The rollout of the scheme has seen some mixed reactions and immediate post-launch teething issues; however, for the public, it appears to be a largely welcome development, with 65% of motorists telling the AA they will now start to monitor their local pump prices using the scheme.
But while price, proximity and familiarity may influence the initial choice of fuel station, we’d be remiss to assume price alone is enough to secure repeat custom. Indeed, in a market where switching is easier than ever, do convenience, reliability and overall experience ultimately carry more weight?
The Government expects Fuel Finder to deliver each consumer savings of around £40 per year. According to our Beyond the Pump report, 71% of UK drivers visit a fuel station once or twice a week or a few times a month, meaning savings from Fuel Finder are spread thinly across individual visits. However, for many drivers, time is as tight as money, so those small, incremental savings are quickly weighed against the experience on site. With station visits typically lasting under ten minutes, tolerance for disruption is low, and a dispenser that fails to respond or a payment that does not go through can easily outweigh any price advantage.
In 2021, UK Government data showed that average daily fuel sales per site sat at 19,377 litres. If we take an average fill of 50 litres per vehicle, that equates to around 387 fuel transactions per day at a typical site. DFS has identified that almost a quarter (21%) of UK drivers say they would not return to a fuel site after a single bad experience. Applied to daily volume, this suggests that more than 80 customers per day could be at risk of not returning following a poor visit. Over the course of a year, that could translate into tens of thousands of lost visits, underlining how quickly inconvenience for customers can directly impact a bottom line. Of course, the same operational inefficiencies that cost future visits also restrict capacity and erode revenue in real time, making their impact both immediate and long term. So, while price might be grabbing the headlines, it’s not always what makes the biggest difference day to day.
More often, it’s the quality and smoothness of the visit itself that determines whether customers return. Where friction can often arise here is not from dramatic breakdowns, but from small performance gaps. PwC’s survey of 15,000 consumers across 12 countries found 32% would abandon a brand they love after a single bad experience, showing how quickly inconvenience can impact purchasing decisions.
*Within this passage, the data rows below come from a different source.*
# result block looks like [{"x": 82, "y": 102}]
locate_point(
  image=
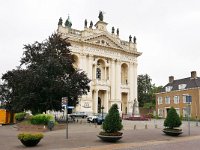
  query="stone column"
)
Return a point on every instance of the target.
[
  {"x": 95, "y": 102},
  {"x": 118, "y": 81},
  {"x": 136, "y": 103},
  {"x": 112, "y": 79},
  {"x": 106, "y": 102},
  {"x": 89, "y": 67},
  {"x": 131, "y": 85},
  {"x": 83, "y": 62}
]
Pay at pump, in particular, concentrates these pressures into a single moment, bringing together hardware, payment, and connectivity in one interaction without the buffer of staff support. If authorisation lags or the terminal fails to respond, the delay can feel highly frustrating for customers. As sites add car washes, electric vehicle (EV) charging and additional services, the number of potential friction points only increases further. This means that in today’s market where switching fuel stations is easy and comparison is instant, reducing friction should be seen as an equal commercial priority to pricing strategy. But while this is all well and good in theory - how can this actually be delivered?
It starts with investing in systems designed to perform reliably, both individually and as part of the wider site ecosystem. A smooth visit depends on dispensers delivering accurate volumes with stable flow, terminals responding without hesitation and payment authorisation processing quickly and consistently, because those fundamentals underpin the entire customer experience.
Crucially, however, individual performance is only part of the equation. Dispensers, payment systems and site software must operate as a coordinated whole. When those systems communicate efficiently, performance can become a great deal more predictable and resilient. This creates a clear opportunity for retailers to elevate the customer experience through reliable equipment, enhanced services, smarter technology and loyalty schemes that genuinely make a difference. For those willing to adapt their fuel sites to meet today’s consumer expectations, the opportunity is not only to reduce inconvenience, but to differentiate and elevate the overall experience.
Fuel Finder may have increased price transparency, but it does not fundamentally change what determines whether a driver returns and could have adverse effects on how a whole brand’s network is viewed.
Greater price transparency has undoubtedly sharpened competition. But treating price as the sole driver of loyalty risks oversimplifying how consumers actually choose. Convenience, reliability, and a consistently smooth visit remain powerful differentiators and will be noticed when missing.